Hierarchical Star Formation across the ring galaxy NGC 6503

TL;DR

This study analyzes the hierarchical clustering of young stars in the ring galaxy NGC 6503, revealing scale-free, fractal star formation patterns regulated by turbulence and shear, with implications for understanding star formation processes.

Contribution

It provides the first detailed hierarchical clustering analysis of young stars in NGC 6503's ring galaxy using deep HST data, highlighting scale-free, turbulent-driven star formation.

Findings

Identified 244 star-forming structures with hierarchical organization.

Found power-law size distribution and fractal dimension ~1.7.
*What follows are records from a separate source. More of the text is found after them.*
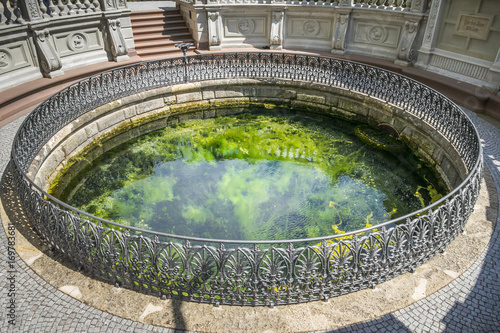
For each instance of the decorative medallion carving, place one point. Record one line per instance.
(246, 26)
(429, 31)
(377, 34)
(5, 60)
(277, 30)
(116, 40)
(32, 8)
(340, 32)
(47, 55)
(311, 28)
(77, 42)
(405, 48)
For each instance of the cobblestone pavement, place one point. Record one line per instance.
(471, 303)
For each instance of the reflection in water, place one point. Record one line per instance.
(252, 177)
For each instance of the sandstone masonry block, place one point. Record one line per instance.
(130, 111)
(189, 97)
(311, 98)
(208, 94)
(168, 100)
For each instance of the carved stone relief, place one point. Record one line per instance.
(376, 34)
(298, 27)
(311, 28)
(5, 60)
(77, 42)
(246, 26)
(254, 26)
(116, 41)
(340, 32)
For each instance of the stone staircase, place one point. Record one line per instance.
(157, 31)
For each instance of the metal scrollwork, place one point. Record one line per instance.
(246, 273)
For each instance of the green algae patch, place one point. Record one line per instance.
(251, 176)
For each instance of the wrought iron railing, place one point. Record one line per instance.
(247, 272)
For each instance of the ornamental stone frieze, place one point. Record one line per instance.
(339, 36)
(214, 30)
(405, 48)
(117, 46)
(276, 39)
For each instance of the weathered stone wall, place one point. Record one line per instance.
(109, 125)
(46, 41)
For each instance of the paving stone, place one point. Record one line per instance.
(470, 303)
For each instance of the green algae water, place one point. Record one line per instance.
(252, 177)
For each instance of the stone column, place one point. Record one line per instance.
(214, 30)
(419, 6)
(405, 47)
(431, 32)
(276, 35)
(49, 61)
(340, 32)
(116, 42)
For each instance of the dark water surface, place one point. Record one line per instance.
(253, 177)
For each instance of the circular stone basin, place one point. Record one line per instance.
(253, 177)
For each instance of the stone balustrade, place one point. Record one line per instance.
(436, 36)
(45, 38)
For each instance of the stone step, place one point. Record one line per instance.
(156, 36)
(166, 17)
(157, 31)
(160, 29)
(162, 42)
(160, 51)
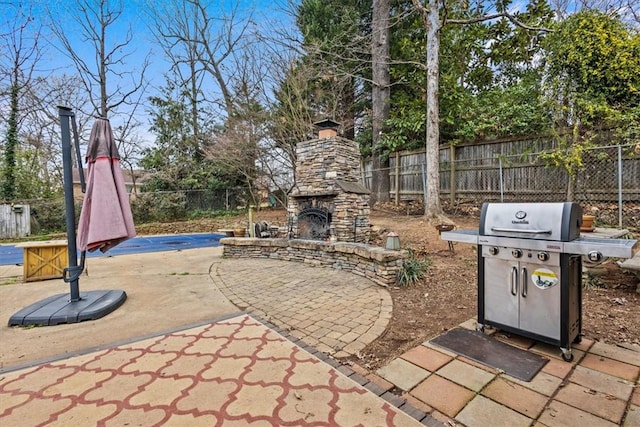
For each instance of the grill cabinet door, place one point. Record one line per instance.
(540, 299)
(501, 301)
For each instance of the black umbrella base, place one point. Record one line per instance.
(58, 309)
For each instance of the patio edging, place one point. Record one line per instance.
(375, 263)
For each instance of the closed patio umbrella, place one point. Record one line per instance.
(105, 219)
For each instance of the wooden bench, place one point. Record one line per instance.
(44, 260)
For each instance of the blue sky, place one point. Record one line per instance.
(264, 13)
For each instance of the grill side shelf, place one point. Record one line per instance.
(461, 236)
(616, 248)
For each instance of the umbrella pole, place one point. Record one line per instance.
(65, 114)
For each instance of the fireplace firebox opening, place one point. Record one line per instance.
(314, 224)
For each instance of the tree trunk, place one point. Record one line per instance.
(380, 58)
(432, 207)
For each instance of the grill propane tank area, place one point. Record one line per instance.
(530, 268)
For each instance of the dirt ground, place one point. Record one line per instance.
(446, 296)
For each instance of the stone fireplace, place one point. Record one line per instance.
(327, 201)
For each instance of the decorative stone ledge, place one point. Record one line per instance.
(377, 264)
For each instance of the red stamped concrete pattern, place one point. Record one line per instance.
(235, 372)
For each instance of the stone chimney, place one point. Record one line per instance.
(328, 201)
(327, 128)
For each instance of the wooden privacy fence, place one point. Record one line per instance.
(15, 221)
(517, 170)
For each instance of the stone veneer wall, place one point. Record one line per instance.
(378, 264)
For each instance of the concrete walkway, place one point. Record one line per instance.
(324, 313)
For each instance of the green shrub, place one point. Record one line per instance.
(412, 270)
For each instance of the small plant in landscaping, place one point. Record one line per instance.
(412, 270)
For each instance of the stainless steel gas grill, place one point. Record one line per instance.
(530, 268)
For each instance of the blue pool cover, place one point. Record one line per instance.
(11, 255)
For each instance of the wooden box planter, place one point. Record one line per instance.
(44, 260)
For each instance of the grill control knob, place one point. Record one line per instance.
(594, 256)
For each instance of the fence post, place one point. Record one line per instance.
(619, 186)
(397, 179)
(452, 173)
(501, 180)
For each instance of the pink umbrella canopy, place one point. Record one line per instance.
(105, 219)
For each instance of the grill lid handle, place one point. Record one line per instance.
(515, 230)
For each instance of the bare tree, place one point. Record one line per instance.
(107, 69)
(433, 21)
(19, 56)
(192, 36)
(380, 97)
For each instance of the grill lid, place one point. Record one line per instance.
(539, 221)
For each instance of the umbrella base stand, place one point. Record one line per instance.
(58, 309)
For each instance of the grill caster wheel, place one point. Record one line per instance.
(567, 356)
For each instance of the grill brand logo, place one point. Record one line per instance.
(520, 218)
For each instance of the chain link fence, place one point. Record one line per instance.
(607, 182)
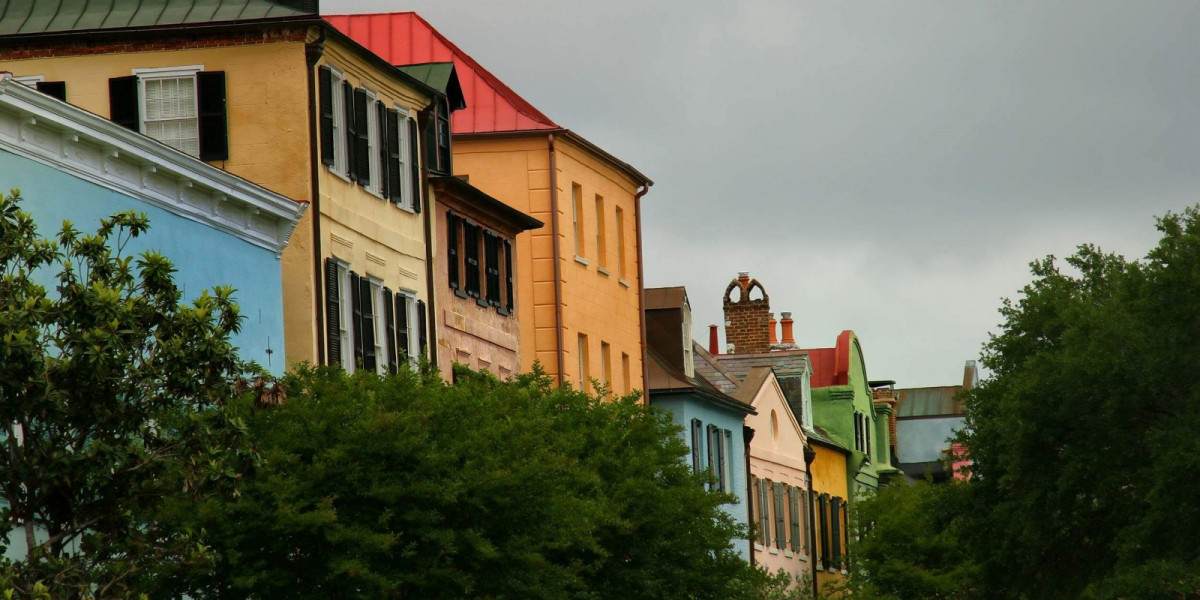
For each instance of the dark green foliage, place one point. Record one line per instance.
(1087, 437)
(910, 545)
(109, 394)
(403, 486)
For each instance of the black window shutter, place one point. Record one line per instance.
(325, 93)
(361, 137)
(453, 249)
(382, 127)
(55, 89)
(402, 325)
(214, 123)
(389, 321)
(369, 327)
(394, 177)
(492, 265)
(471, 257)
(357, 318)
(695, 445)
(765, 517)
(351, 130)
(414, 165)
(333, 315)
(124, 105)
(420, 327)
(508, 275)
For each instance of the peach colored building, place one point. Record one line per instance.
(581, 275)
(477, 321)
(779, 477)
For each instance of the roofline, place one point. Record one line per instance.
(713, 397)
(114, 141)
(151, 30)
(456, 185)
(509, 93)
(624, 167)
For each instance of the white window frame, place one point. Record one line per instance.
(376, 181)
(414, 328)
(347, 317)
(156, 73)
(341, 168)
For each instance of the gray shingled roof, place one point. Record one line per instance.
(30, 17)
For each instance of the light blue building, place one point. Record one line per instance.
(216, 228)
(712, 420)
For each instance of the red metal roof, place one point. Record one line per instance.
(406, 39)
(831, 366)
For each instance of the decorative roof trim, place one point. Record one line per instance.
(97, 150)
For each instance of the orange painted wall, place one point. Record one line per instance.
(603, 306)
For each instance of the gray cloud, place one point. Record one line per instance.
(885, 167)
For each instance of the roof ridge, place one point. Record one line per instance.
(501, 88)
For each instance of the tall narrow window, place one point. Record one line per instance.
(585, 376)
(606, 364)
(621, 243)
(601, 241)
(624, 372)
(577, 217)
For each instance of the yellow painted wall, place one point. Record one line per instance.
(516, 171)
(828, 477)
(373, 235)
(269, 144)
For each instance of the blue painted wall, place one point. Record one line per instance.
(685, 407)
(203, 257)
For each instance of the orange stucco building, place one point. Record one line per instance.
(580, 276)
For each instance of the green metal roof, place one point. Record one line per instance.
(31, 17)
(439, 76)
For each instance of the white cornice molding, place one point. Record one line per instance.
(91, 148)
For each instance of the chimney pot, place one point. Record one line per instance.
(787, 328)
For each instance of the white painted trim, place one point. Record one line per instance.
(91, 148)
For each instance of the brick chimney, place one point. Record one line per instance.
(748, 328)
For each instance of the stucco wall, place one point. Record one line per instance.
(777, 453)
(203, 257)
(603, 306)
(683, 408)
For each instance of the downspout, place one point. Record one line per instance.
(641, 282)
(809, 457)
(558, 267)
(430, 315)
(747, 436)
(312, 53)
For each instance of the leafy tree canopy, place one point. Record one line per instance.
(109, 402)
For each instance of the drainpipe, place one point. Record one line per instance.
(809, 457)
(431, 330)
(641, 285)
(312, 53)
(558, 267)
(747, 436)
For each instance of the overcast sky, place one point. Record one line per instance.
(883, 167)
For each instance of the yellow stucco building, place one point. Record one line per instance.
(580, 276)
(276, 95)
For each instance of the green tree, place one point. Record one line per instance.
(109, 395)
(1086, 438)
(403, 486)
(910, 545)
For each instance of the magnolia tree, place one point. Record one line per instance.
(109, 402)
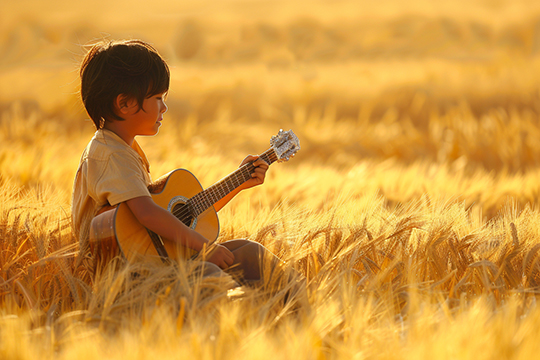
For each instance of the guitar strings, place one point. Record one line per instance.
(201, 199)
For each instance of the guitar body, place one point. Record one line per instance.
(117, 231)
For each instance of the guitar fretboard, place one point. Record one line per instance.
(208, 197)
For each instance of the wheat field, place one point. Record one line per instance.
(411, 212)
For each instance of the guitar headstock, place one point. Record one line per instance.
(285, 144)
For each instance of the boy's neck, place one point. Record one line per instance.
(117, 128)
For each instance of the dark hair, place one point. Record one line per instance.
(111, 68)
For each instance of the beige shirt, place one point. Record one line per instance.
(110, 172)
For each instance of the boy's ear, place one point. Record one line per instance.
(123, 103)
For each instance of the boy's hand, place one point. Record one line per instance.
(257, 178)
(221, 256)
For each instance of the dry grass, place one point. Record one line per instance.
(411, 210)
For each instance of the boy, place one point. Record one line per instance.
(123, 88)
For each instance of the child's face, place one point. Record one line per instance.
(148, 121)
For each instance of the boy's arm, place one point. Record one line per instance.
(165, 224)
(257, 178)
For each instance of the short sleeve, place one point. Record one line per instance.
(123, 178)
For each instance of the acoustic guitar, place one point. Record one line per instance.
(115, 231)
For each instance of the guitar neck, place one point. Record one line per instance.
(208, 197)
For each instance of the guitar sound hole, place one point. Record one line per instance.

Observed a transition from clustered to distributed stars over ~60 Myr.

Abstract

We present a detailed clustering analysis of the young stellar population across the star-forming ring galaxy NGC 6503, based on the deep HST photometry obtained with the Legacy ExtraGalactic UV Survey (LEGUS). We apply a contour-based map analysis technique and identify in the stellar surface density map 244 distinct star-forming structures at various levels of significance. These stellar complexes are found to be organized in a hierarchical fashion with 95% being members of three dominant super-structures located along the star-forming ring. The size distribution of the identified structures and the correlation between their radii and numbers of stellar members show power-law behaviors, as expected from scale-free processes. The self-similar distribution of young stars is further quantified from their autocorrelation function, with a fractal dimension of ~1.7 for length-scales between ~20 pc and 2.5 kpc. The young stellar radial distribution sets the extent of the star-forming ring at radial distances between 1 and 2.5 kpc. About 60% of the young stars belong to the detected stellar structures, while the remaining stars are distributed among the complexes, still inside the ring of the galaxy. The analysis of the time-dependent clustering of young populations shows a significant change from a more clustered to a more distributed behavior in a time-scale of ~60 Myr. The observed hierarchy in stellar clustering is consistent with star formation being regulated by turbulence across the ring. The rotational velocity difference between the edges of the ring suggests shear as the driving mechanism for this process. Our findings reveal the interesting case of an inner ring forming stars in a hierarchical fashion.